By providing distributed access to a single, verified source of truth, ASX’s blockchain-inspired system will open up new opportunities to digitise multi-party workflows, according to the exchange operator’s deputy chief executive officer, Peter Hiom.
The ASX’s project to replace its aging clearing and settlement system — CHESS, a COBOL-based system rolled out in 1994 — with a new system based on distributed ledger technology (DLT) is probably one of the highest-profile efforts to employ a blockchain-esque system in a critical production environment.
The new system will be a private, permissioned blockchain with segregated data. As a result, everyone participating in the network will be known and will need to meet certain security standards. In addition, the only data that they will hold in their node is the data which they are a party to, Hiom said during a panel held at VMware’s vFORUM event this week in Sydney.
(ASX and VMware in August said that they had signed a memorandum of understanding to collaborate on DLT initiatives.)
When the CHESS replacement goes live, the only full copy of the ledger will be maintained by the operator of the platform; i.e. the ASX. The new system will involve “segregating data, but synchronising it,” Hiom said.
The ASX executive said that the “secret sauce” of distributed ledgers is that a business can independently verify to itself that what it holds is “the truth, the whole truth, and nothing but the truth”. “You don’t have to go back to ASX to prove it; you don’t have to message backwards and forwards,” he said.
A node operator will know that they hold accurate information and that every other node operator also holds accurate information, and can also disseminate data and synchronise it among multiple parties.
“That’s pretty much inter-company straight-through processing that you can start to go after,” Hiom said. “Multi-party workflow, so-called, digitising processes that have been very hard to digitise because we’ve all had our own data source... that we haven’t had reconciled to each other. So tell me an industry that that isn’t of interest to.”
He said the insurance, legal, trade, finance, logistics and import/export are just some of the sectors that could benefit from DLT's “safe sharing of data where you’re not trying to solve the problem of trust, you’re trying to solve a problem of data synchronisation.”
Public blockchains, by way of contrast, are focused on the problem of trust, he said. That comes at the cost of efficiency because “nobody trusts anyone”. “Today everyone trusts ASX,” Hiom said. “Nobody worries about whether ASX is going to add up the number of BHP shares and get the right number.”
ASX will support two main methods of interacting with the CHESS replacement.
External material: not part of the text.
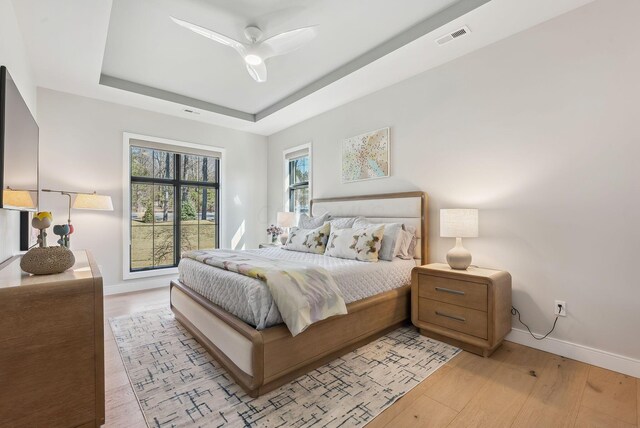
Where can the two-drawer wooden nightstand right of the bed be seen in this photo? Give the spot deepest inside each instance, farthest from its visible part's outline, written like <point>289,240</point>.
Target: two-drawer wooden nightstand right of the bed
<point>469,308</point>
One will be through operating a node. A second will be using messages in a similar fashion to current interactions with CHESS. ISO 20022 messages can be sent via ASXNet or SWIFTNet. (A third option for what ASX describes as “low volume users” will be a browser-based system.)
Every ASX customer currently participating in its development sandbox ahead of the new system’s launch is looking at both traditional messaging and node integration, Hiom told Computerworld.
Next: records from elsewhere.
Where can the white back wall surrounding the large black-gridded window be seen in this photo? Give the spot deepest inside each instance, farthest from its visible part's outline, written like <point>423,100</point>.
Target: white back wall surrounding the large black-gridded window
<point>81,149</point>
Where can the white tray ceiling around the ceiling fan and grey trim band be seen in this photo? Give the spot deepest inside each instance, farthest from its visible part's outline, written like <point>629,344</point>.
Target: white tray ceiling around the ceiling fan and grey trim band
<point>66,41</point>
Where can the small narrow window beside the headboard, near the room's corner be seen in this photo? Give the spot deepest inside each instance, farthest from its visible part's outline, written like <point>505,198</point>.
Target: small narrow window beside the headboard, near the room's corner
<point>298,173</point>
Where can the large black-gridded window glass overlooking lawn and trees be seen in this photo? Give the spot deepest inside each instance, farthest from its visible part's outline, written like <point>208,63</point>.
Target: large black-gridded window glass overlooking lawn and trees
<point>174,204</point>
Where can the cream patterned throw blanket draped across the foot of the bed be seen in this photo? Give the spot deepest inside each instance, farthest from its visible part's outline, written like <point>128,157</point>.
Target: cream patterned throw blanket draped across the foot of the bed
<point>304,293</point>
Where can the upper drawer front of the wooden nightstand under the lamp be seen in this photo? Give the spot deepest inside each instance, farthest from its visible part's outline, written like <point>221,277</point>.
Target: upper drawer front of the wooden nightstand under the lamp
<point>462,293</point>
“It’s not an ‘either or’ – it can be an ‘and’,” he said. “You can choose to run some services through the traditional messaging protocol, and you can also ... start to develop services over the node.”
“My expectation is that’s how many people will think about clearing and settlement, and then separate to CHESS replacement, there are others who were just looking at node-based interaction for other use cases,” Hiom said.
“I expect that most will use both types of interaction with the system and roll over to node-based interaction in time,” he added.
Initially, nodes will be operated as a managed service by ASX, running on hardware within its data centre.
The new system will support applications written in Digital Asset Modeling Language (DAML). The so-called ‘smart contract’ language was developed by Digital Asset Holdings, which is providing the underlying DLT technology for the CHESS replacement and is part-owned by ASX.
Hiom said that because DAML has been open sourced and an SDK is freely downloadable, it’s hard to get a sense of the exact numbers of organisations working on applications with the new language.
“We're interacting with quite a lot of organisations that are either already in the equity market or thinking about coming into the equity market,” he told Computerworld. “I don't put numbers around that because... we don't have full visibility on everything that everyone's doing.”
He said that it was also important to also consider the global context, with organisations including the International Swaps and Derivatives Association looking at employing DAML.
ISDA and Digital Asset in April this year announced they were collaborating on an “open-source reference code library” to help derivatives market participants adopt the ISDA Common Domain Model (CDM).
Hiom said that the initiative was “pretty profound for interest rate swap standardisation.”
“We’re quite encouraged by the level of interest we're getting, and we're starting to engage with those that are building applications,” he said. Some of those are “quietly getting on” with building applications “they'll talk about that when they're ready,” he added.